On Aug 29, 2007, at 6:38 PM, Ian Lynagh wrote:
Hi,
On Tue, Aug 28, 2007 at 11:41:22AM -0400, Jan-Willem Maessen wrote:
golden :: Int32 golden = 1013904242 -- = round ((sqrt 5 - 1) * 2^32) :: Int32 -- was -1640531527 = round ((sqrt 5 - 1) * 2^31) :: Int32 -- but that has bad mulHi properties (even adding 2^32 to get its inverse) -- Whereas the above works well and contains no hash duplications for -- [-32767..65536]
hashInt32 :: Int32 -> Int32 hashInt32 x = mulHi x golden + x
This gives
map hashInt [0..16] [0,1,2,3,4,6,7,8,9,11,12,13,14,16,17,18,19]
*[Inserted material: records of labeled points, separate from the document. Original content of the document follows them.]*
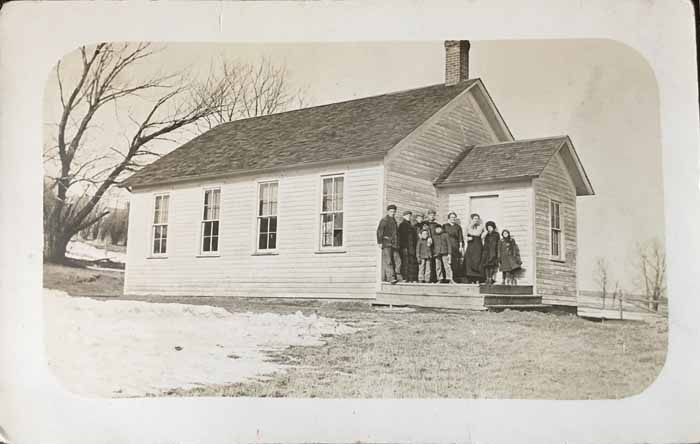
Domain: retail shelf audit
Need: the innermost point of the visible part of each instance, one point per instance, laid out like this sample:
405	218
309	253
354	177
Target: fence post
622	295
-- (length $ group $ sort $ map hashInt [-32767..65536]) == 65536 + 32768
This test also passes for the
golden :: Int32 golden = -1640531527
hashInt :: Int -> Int32 hashInt x = fromIntegral x * golden
implementation, which has a very pretty distribution; graph at the bottom of http://www.brpreiss.com/books/opus4/html/page214.html
Recall that we're using the low-order bits of the hash code to index into the table. If the keys are always, say, multiples of 8 then the hash codes will always be multiples of 8 as well. We usually compensate in this case by using the *high-order* bits of the hash code for hash table indexing. I seem to recall considering this, but discovering that there were naive hash functions floating about somewhere that meant it would be a bad idea in practice (only the low bits would contain any data, and we'd hash everything to 0). I admit that I didn't think about just post-multiplying the result of the passed-in hash function by golden before looking at high bits. That of course results in gratuitous work if we've actually taken pains to design a decent hash function.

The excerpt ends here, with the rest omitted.